= Georgette Elgey =

French journalist (1929–2019)

Georgette Elgey (24 February 1929 – 8 October 2019) was a French journalist and historian. She was the author of Histoire de la IVe République ("History of the Fourth Republic"), published in 6 volumes from 1965 to 2012.

== Biography ==

In her autobiography Toutes fenêtres ouvertes ("All Windows Open", 2017), Georgette Elgey wrote extensively about what she called "one of the last major upper-class scandals of the French Third Republic": her birth out of wedlock. Her father Georges Lacour-Gayet was an eminent historian, member of the Academy of Moral and Political Sciences, who was, at the time of her birth, 72 years old and a widower. Her mother Madeleine Léon, then in her mid-twenties, belonged to the Jewish upper-class – she was the great-granddaughter of Michel Lévy, France's first Jewish general. After Lacour-Gayet refused to marry her, Léon fought for years for Georgette to be officially recognised as his daughter, eventually losing in court but leaving the old man's reputation in shatters. From her father's marriage, she had three half-siblings Jacques, Thérèse and Robert Lacour-Gayet, who were considerably older than she. Robert also later became a historian.

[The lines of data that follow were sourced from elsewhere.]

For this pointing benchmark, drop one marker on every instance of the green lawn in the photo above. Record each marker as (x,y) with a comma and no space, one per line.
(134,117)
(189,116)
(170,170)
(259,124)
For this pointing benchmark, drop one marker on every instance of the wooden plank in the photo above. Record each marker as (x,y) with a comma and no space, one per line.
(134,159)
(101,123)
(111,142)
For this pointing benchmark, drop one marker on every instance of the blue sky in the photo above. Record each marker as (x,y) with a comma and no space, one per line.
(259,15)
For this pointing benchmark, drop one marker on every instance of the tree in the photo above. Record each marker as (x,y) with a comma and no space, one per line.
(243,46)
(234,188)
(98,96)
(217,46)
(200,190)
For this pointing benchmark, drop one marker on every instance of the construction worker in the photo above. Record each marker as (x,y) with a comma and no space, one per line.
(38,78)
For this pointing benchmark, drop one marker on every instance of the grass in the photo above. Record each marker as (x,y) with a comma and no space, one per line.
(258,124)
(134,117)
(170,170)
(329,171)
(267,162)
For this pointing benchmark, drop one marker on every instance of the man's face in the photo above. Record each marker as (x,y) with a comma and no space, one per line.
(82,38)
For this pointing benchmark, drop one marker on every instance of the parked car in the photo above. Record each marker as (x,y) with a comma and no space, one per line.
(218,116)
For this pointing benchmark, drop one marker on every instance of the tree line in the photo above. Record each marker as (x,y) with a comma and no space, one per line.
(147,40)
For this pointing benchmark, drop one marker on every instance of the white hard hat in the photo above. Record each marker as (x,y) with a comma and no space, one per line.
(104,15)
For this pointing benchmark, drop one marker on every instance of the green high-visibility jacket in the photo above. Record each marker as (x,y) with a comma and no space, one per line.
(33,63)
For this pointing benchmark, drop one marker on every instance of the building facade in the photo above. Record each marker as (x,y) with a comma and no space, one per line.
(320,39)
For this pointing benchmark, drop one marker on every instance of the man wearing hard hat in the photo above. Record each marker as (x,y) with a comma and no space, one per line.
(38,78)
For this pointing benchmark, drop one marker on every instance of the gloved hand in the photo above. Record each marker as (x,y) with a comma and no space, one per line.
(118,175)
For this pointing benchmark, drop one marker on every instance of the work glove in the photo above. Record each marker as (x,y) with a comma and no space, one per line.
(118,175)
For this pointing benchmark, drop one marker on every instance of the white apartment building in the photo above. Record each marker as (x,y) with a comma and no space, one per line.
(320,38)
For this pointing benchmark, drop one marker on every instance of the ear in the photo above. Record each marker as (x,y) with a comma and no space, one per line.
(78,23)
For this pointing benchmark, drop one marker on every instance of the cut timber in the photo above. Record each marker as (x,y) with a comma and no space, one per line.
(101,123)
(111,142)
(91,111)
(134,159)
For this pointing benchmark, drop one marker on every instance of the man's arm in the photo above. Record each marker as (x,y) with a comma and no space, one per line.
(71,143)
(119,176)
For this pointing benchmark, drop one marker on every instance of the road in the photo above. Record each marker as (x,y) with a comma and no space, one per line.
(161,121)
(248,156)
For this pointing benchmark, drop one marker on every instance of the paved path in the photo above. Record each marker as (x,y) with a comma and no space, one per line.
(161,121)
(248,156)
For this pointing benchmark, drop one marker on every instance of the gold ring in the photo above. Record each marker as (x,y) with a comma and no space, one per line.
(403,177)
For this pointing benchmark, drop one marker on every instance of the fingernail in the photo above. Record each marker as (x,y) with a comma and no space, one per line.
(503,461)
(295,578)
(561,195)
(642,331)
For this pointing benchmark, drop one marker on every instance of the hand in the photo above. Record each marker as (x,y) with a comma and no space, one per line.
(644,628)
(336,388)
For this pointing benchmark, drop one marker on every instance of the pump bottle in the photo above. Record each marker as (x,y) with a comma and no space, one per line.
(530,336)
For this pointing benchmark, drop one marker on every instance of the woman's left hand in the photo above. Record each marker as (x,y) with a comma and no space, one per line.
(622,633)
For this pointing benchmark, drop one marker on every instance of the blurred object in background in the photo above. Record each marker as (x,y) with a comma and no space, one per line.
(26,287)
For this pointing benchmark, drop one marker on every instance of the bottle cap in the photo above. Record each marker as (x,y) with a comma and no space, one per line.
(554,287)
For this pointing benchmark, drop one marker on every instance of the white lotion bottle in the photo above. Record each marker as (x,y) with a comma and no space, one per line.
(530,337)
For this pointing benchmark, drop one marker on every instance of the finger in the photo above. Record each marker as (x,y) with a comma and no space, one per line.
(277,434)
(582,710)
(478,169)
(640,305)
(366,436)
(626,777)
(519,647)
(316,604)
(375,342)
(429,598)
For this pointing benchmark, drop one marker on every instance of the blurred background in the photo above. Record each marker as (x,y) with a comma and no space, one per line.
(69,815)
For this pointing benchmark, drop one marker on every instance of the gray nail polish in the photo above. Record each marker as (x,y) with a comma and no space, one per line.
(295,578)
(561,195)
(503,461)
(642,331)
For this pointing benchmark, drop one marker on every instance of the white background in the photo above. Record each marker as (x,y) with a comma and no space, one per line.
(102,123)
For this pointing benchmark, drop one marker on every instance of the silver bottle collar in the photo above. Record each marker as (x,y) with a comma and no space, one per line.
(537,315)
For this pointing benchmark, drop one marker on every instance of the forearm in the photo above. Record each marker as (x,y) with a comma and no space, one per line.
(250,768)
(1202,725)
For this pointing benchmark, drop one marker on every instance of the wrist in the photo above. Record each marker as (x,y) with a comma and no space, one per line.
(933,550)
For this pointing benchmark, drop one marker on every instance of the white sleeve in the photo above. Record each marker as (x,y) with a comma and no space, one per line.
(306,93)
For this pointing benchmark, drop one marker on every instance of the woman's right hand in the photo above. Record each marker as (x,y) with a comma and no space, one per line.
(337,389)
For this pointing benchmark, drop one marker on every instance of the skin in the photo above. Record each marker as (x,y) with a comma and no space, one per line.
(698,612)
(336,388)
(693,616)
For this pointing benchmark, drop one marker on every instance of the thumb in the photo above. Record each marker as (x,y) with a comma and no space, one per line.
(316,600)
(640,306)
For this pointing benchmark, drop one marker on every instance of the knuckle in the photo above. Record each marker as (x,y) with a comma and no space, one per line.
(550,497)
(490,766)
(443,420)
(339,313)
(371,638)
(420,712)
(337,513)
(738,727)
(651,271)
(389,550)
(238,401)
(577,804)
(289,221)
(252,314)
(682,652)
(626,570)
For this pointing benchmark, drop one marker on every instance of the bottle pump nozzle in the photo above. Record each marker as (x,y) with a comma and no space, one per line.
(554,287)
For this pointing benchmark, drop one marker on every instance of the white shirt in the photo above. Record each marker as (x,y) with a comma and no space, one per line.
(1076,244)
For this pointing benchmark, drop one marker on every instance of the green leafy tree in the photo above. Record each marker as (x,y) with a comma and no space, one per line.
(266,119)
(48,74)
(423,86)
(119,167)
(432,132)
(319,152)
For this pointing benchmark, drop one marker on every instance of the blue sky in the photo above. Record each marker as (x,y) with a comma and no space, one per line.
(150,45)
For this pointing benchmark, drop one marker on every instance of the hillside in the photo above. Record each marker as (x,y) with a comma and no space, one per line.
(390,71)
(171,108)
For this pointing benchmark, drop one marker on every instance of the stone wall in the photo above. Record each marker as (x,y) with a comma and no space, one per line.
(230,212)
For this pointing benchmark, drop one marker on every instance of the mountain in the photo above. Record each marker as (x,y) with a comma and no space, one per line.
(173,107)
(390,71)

Madeleine Léon was a convert to Roman Catholicism and Elgey was baptised as a child; yet, because of their Jewish roots, mother and daughter had to flee Paris and live in hiding during the occupation of France by Nazi Germany. After the war, Elgey studied stenography and worked as a secretary at a school of journalism. She started attending the school's classes and, although she never graduated, she caught the attention of the school's director Jacques Kayser, who introduced her to the historian Robert Aron. Through Aron, Elgey landed her first journalist assignments at La NEF, a magazine he directed alongside Lucie Faure. It was then she chose the nom-de-plume Georgette Elgey, from the French pronunciation of her father's initials, L.G.

Elgey also made her first steps as a historian thanks to Aron, whom she assisted in the writing of his Histoire de Vichy ("History of Vichy"), published in 1954. She worked as a journalist at L'Express and Paris-Presse and was editor-in-chief at Le Nouveau Candide, a magazine she helped launch in 1961. She however quit journalism in 1962 because, in her own words, she could not be "true to herself" in a line of work that required "too many compromises".

On the advice of Roger Stéphane, she then started working on what was to become her magnum opus, a history of the French Fourth Republic adequately titled Histoire de la IVe République. Published in the 1960s, the first two volumes were well received, with praise directed at Elgey's innovative use of oral testimonies in her historical research. Histoire de la IVe République took almost 50 years to complete, with the sixth and final volume published in 2012. In the 1970s, Elgey also worked as a senior editor for her publisher, Fayard, and after François Mitterrand was elected President of France in 1981, she joined his team as a technical adviser, in charge of the presidency's archives. From 2007 to 2016, she headed France's Conseil supérieur des archives ("Higher Archives Council"). She was made Commander of the Legion of Honour in 2009.